Variant Calling

You can find this application in the demos folder of your Jupyter notebook environment.

    • sample.csv
    • sarek_workflow.ipynb
  • This tutorial demonstrates how to run a variant calling workflow using Camber, which simplifies configuring and executing genomics pipelines at scale. Variant calling is a key step in analyzing whole genome and targeted sequencing data, identifying germline and somatic mutations that can be important for understanding genetic diseases, cancer, and other biological questions. In this example, we use the nf-core/sarek pipeline, a standard workflow for variant detection that supports tumor/normal comparisons and joint variant calling.

    The first step is to import the camber package:

    import camber

    Here’s an example of how to configure and execute a job:

    • command: The full Nextflow command to run the nf-core/sarek pipeline.

      • --input: "./samplesheet.csv": the relative path of samplesheet.csv file to the current notebook. In case of using local fastq files, the locations in samplesheet.csv file content are relative.

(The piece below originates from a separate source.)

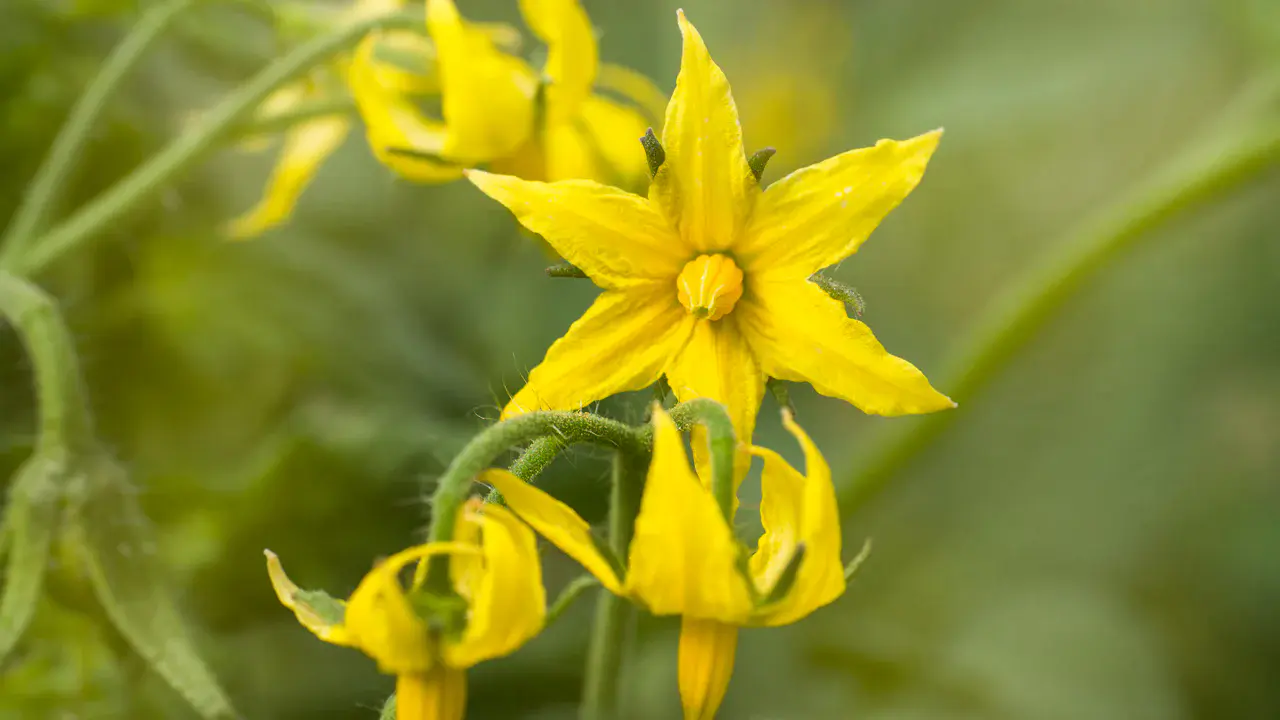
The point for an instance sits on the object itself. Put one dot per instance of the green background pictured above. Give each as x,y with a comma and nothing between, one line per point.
1096,534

      • --outdir: "./outputs": the location stores output data of the job.

      • --tools: "freebayes": specifies the tool that will be used to perform variant calling

    • engine_size="MICRO": indicate engine size to perform the job.

    • num_engines=4: indicate number of engines to run workflow tasks in parallel when possible.

    command = "nextflow run nf-core/sarek \
        --input ./samplesheet.csv \
        --outdir ./outputs \
        --tools freebayes \
        -r 3.5.1"
    nf_sarek_job = camber.nextflow.create_job(
        command=command,
        engine_size="SMALL",
        num_engines=4,
    )

    This step is to check job status:

    nf_sarek_job.status

    To monitor job exectution, you can show job logs in real-time by read_logs method:

    nf_sarek_job.read_logs()

    When the job is done, you can discover and download the results of the job by two ways:

    1. View data directly in notebook environment by visiting the --outdir directory in the root of your notebook container:

    image

    1. Go to the Stash UI and visit the --outdir directory:

    image

    The resulting VCF files from variant calling are available in the variant_calling directory and can be downloaded or further analyzed directly within this notebook.

    Note: Please note that the files and folders saved in the demos directory are temporary and will be reset after each JupyterHub session. We recommend changing the value of --outdir to a different location if you wish to store your data permanently.